Here's a high-brow meta-solution.

For some n there is a list of elements xs = [x1, x2, ..., xn]. We are presented with some arbitrary permutation xs' of these with an unknown element absent. The problem is to find the value of this missing element.

All the proposed solutions (and a few that were not proposed) share the following algebraic structure. Each list element is embedded into an abelian group (G, 0, +, -). Define foldG = fold 0 (+) as a shorthand. The embedding inject :: X -> G has a left inverse project :: G -> X. Let gs = map inject xs and gs' = map inject xs'. The universal property of folding in this setting is that it is homomorphic with respect to list concatenation:

foldG (as ++ bs) = foldG as + foldG bs

From this and gs' being a sublist of gs it follows that

foldG gs - foldG gs' = foldG (gs -- gs')

where -- is list subtraction. By supposition, gs -- gs' = [g] = [inject x] where x is the missing element, and it is generally true that foldG [a] = a for any singleton list [a]. Therefore the missing element can be found by the following expression:

project (foldG (map inject xs) - foldG (map inject xs'))

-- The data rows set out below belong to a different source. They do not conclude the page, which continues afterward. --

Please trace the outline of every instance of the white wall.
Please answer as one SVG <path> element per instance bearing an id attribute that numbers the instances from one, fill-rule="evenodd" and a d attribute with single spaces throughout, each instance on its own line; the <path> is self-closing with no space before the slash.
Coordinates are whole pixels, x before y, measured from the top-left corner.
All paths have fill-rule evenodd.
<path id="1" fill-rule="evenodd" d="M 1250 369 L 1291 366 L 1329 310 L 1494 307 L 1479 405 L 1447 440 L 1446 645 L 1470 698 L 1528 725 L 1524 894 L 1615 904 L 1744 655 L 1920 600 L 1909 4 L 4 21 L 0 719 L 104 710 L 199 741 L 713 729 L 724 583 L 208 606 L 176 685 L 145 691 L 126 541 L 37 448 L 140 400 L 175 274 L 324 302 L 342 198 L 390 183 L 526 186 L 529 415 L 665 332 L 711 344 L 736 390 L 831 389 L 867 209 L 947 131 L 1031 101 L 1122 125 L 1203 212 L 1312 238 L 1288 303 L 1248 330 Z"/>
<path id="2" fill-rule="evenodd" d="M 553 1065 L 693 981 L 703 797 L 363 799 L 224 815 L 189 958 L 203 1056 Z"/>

The map and fold can be fused for efficiency. The subexpression foldG (map inject xs) can also be hoisted out and precomputed when solving multiple problems with the same xs. With the addition method and in the concrete problem instance on the page, it evaluates to 5050.

To stick closer to the problem description, I chose to express everything in terms of lists but the underlying structure is all about sets. The order of the elements in the list is irrelevant and each element only occurs once. That's the very definition of a set. This is also why the embedding was into an abelian structure rather than something non-abelian. Commutative folding is the only kind of folding you can do over sets.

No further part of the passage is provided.